Professor David Tanovich, in his paper, “Applying the Racial Profiling Correspondence Test”, (LSUC: The Six Minute Criminal Lawyer 2017 (8 April) (Toronto)), discusses how racial profiling manifests itself. One of the ways racial profiling manifests itself is in interpreting ambiguous behavior as incriminatory. Recall the Appellant’s actions above. When it comes to litigating cases involving racial profiling, one of the central issues is establishing a record that allows a judge to find that the stop was based on racial profiling. Since it will rarely ever be the case where an officer admits to have acted under the influence of racial biases, the evidence that will be relied on will in large part be circumstantial.

This case is but one example of the many incidents of racial profiling and racial discrimination perpetrated against individuals who are supposed to have the same rights and protections that our Charter guarantees. Fortunately, in this case the appeal to the Ontario Superior Court resulted in a finding that there was in fact circumstantial evidence from which it could be inferred that it was more probable than not that the officers’ actions towards the Appellant was influenced by the fact that he was black. The court found that (para 20):

In this case, the officers’ unreasonable beliefs about the Appellant caused them to assault the Appellant, unreasonably search him and forcibly restrain him. In other words, instead of presuming his innocence, they assumed and acted as if he were guilty and dangerous. He must be violating his bail and he must be carrying a gun. These assumptions, for which there is no explanation other than the colour of the Appellant’s skin, caused them to blatantly and aggressively violate the Appellant’s constitutional rights.

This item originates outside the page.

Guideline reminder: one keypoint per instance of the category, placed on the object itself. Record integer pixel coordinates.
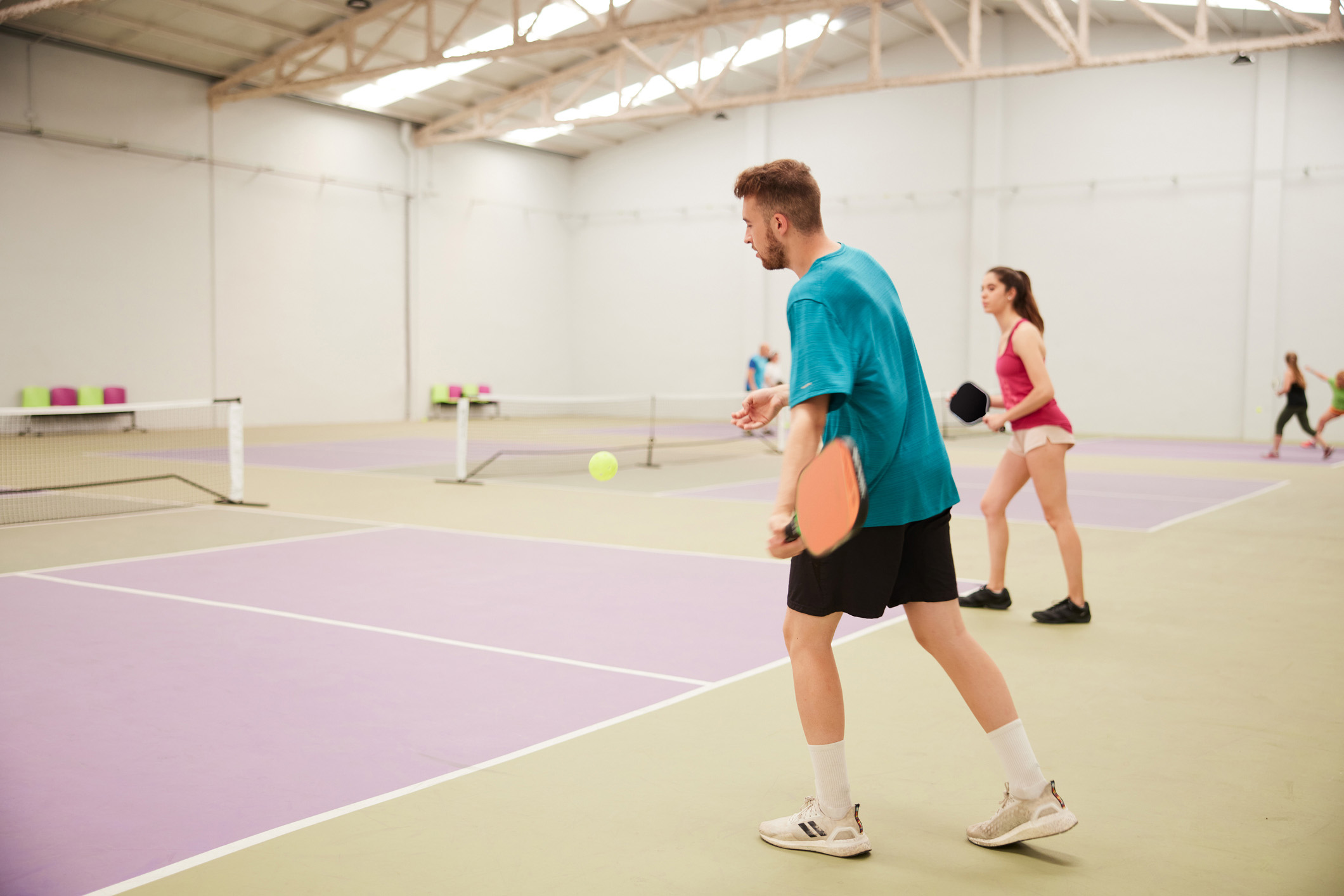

The court awarded punitive damages in the amount of $25,000 as a form of punishment for the officer’s misconduct and as a form of deterrence. The court also awarded $50,000 in damages for the Charter breach. These amounts were in addition to the $5000 previously awarded by the trial judge for the battery claim.

Accused individuals who face criminal charges as a result of circumstances where they are racially profiled are able to bring Charter challenges at trial and request remedies that include staying the proceedings or the exclusion of evidence. In order to be effectively represented in the complex area of criminal proceedings, a criminal defendant needs counsel who will examine and expose the actions of the police in detaining and arresting the defendant. As the case above demonstrates, there are also civil remedies that can be pursued for individuals who have been racially profiled and criminally charged as well as for those whose interaction with the police does not lead to criminal charges. These civil remedies are just as important in ensuring that individuals who suffer as the result of police misconduct have avenues open to them where they can seek redress for any harm caused and to ensure that police act in conformity with the Charter.